Indeed, ongoing political uncertainty in Greece is casting a shadow over the financial bloc at the moment, along with fears of Spain potentially needing a bailout in the near future.
However, some countries are performing much better than others. For instance, Germany this week reported that its economy expanded by 0.5 per cent between January and March 2012, thanks to a strong performance in its manufacturing sector.
According to foreign exchange specialist HiFX, this shows there are "huge economic differences" across the eurozone.
The group acknowledged that this positive news is "refreshing" given the recent turmoil in the region. However, it suggested that Germany's strong performance means a "two-tier Europe" is starting to emerge.
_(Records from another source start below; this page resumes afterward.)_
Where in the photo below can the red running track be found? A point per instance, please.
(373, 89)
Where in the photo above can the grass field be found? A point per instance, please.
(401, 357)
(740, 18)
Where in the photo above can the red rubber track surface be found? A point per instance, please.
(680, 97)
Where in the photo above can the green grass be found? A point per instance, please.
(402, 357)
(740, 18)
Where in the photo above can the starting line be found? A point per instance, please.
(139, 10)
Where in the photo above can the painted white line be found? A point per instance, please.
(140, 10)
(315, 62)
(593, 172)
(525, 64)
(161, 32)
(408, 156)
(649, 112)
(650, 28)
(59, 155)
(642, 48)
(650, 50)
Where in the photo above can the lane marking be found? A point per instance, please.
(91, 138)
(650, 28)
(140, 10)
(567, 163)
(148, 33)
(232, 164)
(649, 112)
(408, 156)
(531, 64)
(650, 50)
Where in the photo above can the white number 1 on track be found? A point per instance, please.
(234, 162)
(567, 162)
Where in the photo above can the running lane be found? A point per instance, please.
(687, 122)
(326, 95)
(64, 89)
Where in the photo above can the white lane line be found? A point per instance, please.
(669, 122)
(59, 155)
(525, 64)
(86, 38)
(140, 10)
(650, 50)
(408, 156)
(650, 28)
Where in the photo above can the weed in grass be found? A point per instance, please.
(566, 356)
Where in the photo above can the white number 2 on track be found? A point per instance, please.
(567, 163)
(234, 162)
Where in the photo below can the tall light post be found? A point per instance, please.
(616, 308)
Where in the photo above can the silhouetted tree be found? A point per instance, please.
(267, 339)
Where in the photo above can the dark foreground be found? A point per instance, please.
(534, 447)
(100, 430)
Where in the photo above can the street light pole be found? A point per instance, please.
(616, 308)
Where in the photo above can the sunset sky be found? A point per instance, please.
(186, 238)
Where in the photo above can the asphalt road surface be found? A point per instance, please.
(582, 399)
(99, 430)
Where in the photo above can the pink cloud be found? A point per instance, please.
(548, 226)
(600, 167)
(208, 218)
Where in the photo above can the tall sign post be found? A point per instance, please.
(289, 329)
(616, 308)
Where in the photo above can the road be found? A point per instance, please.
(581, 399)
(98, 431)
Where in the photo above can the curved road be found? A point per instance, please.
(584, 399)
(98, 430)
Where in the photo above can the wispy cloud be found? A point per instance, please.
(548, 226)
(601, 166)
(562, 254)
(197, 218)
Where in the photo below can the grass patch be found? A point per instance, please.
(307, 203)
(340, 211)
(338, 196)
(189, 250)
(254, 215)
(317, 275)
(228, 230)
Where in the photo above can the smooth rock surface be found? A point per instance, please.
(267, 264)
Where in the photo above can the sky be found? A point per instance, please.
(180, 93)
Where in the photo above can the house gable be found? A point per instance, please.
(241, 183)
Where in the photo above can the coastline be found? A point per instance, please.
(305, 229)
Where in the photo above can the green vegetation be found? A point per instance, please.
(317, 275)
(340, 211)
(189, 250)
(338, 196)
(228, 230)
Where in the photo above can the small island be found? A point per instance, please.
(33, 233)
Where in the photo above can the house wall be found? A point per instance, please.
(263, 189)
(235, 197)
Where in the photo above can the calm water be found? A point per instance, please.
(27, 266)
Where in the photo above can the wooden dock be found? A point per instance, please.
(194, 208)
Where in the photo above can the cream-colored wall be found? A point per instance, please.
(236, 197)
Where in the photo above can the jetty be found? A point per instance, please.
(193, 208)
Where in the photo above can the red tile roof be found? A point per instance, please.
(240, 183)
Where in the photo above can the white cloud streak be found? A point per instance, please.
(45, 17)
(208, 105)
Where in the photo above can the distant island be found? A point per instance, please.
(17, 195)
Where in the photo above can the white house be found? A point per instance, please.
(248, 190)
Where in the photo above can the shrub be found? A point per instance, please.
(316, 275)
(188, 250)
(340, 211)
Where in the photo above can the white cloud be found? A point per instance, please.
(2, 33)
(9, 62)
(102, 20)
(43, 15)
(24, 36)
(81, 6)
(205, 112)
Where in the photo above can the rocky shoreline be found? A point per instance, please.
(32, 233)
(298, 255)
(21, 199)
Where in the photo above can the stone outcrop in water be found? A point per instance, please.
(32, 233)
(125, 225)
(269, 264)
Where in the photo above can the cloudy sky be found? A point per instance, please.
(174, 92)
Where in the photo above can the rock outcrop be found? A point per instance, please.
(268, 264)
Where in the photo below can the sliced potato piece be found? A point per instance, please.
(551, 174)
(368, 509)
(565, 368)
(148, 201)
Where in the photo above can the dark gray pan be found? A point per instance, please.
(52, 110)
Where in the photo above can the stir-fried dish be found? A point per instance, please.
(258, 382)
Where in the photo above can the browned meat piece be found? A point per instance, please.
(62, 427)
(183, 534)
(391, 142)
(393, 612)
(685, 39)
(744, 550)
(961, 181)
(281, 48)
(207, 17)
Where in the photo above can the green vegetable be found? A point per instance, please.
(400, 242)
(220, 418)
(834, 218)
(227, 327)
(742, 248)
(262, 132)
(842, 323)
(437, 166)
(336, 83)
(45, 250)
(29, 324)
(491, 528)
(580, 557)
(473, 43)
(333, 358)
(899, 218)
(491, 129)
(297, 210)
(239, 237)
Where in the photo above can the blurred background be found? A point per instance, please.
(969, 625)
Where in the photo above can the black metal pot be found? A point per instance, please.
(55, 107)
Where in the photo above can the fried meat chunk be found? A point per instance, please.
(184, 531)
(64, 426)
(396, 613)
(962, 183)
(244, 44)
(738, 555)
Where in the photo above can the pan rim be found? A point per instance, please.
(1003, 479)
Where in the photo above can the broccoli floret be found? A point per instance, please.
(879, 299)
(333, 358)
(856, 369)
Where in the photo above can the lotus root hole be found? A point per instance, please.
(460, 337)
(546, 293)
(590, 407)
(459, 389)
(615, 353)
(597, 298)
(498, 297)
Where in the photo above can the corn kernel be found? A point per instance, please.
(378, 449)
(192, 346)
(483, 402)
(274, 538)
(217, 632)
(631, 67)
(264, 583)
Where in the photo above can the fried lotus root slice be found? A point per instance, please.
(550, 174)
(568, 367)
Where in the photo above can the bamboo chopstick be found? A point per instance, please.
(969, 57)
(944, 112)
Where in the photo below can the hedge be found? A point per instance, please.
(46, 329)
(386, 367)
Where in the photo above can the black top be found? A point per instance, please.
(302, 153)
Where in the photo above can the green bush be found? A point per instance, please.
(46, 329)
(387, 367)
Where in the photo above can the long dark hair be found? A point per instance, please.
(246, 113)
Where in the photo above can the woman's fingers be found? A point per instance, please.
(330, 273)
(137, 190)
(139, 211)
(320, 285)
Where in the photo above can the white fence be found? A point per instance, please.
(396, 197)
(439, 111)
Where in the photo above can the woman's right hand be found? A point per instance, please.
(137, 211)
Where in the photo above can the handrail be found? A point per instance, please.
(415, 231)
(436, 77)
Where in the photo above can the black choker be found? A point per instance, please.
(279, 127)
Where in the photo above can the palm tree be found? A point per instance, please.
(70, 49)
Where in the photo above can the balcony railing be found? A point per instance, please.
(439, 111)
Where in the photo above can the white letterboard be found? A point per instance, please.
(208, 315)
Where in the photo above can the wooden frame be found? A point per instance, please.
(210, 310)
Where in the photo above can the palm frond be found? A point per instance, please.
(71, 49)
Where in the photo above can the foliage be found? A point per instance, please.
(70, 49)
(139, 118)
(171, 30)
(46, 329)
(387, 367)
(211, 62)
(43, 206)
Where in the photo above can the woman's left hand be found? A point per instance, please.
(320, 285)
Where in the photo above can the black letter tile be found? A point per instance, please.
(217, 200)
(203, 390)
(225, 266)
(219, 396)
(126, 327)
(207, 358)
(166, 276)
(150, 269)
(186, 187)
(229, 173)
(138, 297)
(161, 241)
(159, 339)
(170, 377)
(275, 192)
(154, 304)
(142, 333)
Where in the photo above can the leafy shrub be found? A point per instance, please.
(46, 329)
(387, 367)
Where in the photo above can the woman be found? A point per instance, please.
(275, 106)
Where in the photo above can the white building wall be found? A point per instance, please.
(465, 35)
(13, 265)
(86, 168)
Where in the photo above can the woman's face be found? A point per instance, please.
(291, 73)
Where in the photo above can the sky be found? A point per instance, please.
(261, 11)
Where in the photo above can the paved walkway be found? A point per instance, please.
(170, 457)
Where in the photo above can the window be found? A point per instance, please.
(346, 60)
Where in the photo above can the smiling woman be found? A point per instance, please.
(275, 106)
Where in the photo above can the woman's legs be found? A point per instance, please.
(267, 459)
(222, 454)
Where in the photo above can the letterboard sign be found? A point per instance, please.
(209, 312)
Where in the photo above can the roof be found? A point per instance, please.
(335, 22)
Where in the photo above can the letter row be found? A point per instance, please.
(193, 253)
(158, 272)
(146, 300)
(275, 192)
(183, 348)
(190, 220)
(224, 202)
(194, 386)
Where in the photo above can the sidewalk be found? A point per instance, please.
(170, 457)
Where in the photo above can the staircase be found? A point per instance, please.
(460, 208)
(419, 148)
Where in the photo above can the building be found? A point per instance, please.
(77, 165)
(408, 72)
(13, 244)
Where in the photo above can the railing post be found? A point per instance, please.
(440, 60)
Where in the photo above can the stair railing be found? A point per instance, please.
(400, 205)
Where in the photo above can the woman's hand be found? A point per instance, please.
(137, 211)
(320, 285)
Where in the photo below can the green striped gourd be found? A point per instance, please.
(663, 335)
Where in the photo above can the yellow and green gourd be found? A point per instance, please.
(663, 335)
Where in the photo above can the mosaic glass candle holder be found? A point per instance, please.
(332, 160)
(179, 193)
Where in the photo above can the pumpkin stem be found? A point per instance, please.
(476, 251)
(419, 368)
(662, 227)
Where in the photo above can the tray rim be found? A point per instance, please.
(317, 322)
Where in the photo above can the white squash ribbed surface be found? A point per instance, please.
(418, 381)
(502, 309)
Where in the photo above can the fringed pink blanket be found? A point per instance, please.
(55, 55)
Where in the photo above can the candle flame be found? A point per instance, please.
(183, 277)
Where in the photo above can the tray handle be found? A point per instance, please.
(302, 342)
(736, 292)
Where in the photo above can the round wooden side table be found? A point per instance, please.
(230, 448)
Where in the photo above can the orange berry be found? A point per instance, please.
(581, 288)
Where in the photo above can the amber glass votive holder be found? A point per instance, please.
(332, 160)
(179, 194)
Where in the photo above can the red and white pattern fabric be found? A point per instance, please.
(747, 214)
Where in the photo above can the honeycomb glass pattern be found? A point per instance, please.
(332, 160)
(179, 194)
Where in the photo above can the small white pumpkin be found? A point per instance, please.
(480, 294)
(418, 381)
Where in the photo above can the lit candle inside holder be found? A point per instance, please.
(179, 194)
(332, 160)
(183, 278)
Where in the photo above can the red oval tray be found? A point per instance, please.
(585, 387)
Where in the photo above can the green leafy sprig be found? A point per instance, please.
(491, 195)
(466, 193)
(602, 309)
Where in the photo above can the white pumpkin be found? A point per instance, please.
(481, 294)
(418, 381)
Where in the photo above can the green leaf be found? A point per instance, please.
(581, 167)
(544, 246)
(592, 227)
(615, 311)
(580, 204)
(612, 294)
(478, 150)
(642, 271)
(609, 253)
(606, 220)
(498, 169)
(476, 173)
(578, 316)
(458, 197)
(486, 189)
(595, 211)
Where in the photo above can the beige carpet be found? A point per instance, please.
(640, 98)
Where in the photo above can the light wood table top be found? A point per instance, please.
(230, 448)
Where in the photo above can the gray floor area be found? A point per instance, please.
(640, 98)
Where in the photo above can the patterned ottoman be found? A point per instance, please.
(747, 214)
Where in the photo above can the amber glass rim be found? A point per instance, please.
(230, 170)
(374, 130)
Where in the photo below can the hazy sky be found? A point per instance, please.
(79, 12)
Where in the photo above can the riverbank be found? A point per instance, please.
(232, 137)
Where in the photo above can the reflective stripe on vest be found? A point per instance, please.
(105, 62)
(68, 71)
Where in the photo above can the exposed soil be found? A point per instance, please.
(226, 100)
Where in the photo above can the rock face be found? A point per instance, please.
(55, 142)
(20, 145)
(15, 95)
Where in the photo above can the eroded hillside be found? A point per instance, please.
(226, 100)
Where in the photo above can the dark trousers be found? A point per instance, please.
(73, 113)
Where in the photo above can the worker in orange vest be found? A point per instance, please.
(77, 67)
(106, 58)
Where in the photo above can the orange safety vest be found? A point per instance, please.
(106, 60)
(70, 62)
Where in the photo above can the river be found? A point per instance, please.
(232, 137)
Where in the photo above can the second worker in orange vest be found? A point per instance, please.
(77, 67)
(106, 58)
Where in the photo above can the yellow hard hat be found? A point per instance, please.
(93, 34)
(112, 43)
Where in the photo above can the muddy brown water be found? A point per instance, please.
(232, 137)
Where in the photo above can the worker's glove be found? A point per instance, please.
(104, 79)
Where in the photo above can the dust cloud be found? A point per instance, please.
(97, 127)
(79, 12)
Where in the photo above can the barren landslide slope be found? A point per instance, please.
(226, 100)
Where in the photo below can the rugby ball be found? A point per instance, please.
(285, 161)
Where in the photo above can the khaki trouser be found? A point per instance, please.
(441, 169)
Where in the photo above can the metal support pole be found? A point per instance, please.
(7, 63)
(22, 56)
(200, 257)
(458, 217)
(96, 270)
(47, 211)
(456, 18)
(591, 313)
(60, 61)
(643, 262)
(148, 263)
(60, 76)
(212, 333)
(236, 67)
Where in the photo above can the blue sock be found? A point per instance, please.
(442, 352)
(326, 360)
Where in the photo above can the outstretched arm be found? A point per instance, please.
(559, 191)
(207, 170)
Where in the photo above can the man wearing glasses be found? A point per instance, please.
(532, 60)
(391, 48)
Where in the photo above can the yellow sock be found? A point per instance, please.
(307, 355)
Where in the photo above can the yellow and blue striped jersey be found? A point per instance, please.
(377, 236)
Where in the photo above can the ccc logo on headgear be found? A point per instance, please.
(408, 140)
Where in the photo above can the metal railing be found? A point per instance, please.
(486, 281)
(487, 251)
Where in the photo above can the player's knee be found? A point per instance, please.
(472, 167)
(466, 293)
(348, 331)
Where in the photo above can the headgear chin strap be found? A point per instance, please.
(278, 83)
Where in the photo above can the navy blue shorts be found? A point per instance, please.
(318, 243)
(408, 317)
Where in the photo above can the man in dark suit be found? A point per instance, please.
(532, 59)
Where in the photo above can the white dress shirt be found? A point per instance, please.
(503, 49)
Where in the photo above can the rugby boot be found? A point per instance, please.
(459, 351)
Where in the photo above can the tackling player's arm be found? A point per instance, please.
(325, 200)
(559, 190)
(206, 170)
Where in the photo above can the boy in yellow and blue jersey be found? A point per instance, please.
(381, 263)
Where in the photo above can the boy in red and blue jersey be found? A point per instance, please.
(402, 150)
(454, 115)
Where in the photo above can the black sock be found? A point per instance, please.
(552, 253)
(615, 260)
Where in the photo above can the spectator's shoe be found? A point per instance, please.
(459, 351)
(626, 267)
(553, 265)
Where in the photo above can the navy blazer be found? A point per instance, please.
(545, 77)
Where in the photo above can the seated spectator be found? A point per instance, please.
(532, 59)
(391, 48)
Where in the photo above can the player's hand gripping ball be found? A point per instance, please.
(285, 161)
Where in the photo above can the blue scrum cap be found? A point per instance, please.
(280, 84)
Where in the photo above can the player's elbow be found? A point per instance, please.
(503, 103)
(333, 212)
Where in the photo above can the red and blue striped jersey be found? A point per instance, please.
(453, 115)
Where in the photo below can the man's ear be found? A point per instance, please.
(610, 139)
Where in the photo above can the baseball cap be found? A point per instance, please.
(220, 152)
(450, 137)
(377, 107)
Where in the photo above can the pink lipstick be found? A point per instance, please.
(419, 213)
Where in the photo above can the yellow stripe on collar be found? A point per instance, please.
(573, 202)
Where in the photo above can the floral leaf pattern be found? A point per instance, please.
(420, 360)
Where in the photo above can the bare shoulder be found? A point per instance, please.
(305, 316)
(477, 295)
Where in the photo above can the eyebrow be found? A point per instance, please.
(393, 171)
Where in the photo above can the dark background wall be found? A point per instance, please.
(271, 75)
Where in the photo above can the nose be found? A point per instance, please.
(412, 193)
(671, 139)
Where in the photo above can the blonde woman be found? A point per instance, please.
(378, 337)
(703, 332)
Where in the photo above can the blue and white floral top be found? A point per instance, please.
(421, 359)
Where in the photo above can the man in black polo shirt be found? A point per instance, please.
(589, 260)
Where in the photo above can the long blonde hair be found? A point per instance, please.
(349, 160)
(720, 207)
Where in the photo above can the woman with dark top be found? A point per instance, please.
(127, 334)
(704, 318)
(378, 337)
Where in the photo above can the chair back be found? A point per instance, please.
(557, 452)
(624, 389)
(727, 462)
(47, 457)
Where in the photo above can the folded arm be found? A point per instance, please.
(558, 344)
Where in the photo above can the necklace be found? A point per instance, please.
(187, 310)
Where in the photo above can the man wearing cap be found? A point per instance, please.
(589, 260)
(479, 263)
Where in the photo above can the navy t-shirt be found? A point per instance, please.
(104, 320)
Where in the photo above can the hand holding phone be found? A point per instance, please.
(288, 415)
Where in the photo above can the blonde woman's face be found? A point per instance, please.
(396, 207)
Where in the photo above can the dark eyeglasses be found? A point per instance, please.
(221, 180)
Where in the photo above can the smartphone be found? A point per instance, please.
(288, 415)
HiFX believes this could lead to further "difficulties" within the eurozone, particularly as the outlook for the euro remains negative.
Andy Scott, premier account manager at the group, commented: "Germany's growth prevented the eurozone from slipping back into recession with flat growth for the zone as a collective.
"France narrowly escaped slipping back into a technical recession with flat growth but the picture was very different for southern euro members which saw an even sharper contraction than expected."
The crisis could potentially impact on the amount of online money transfer activity between the UK and the eurozone, particularly as Britain stands to be affected by economic headwinds from the continent.
Prime minister David Cameron this week warned that since the eurozone is the UK's biggest trading partner, its exposure to the crisis is six times greater than that of the US.
He described the economic conditions in Europe at the moment as "perilous" and insisted the government will do what it can to safeguard the country from the "worst of the storms".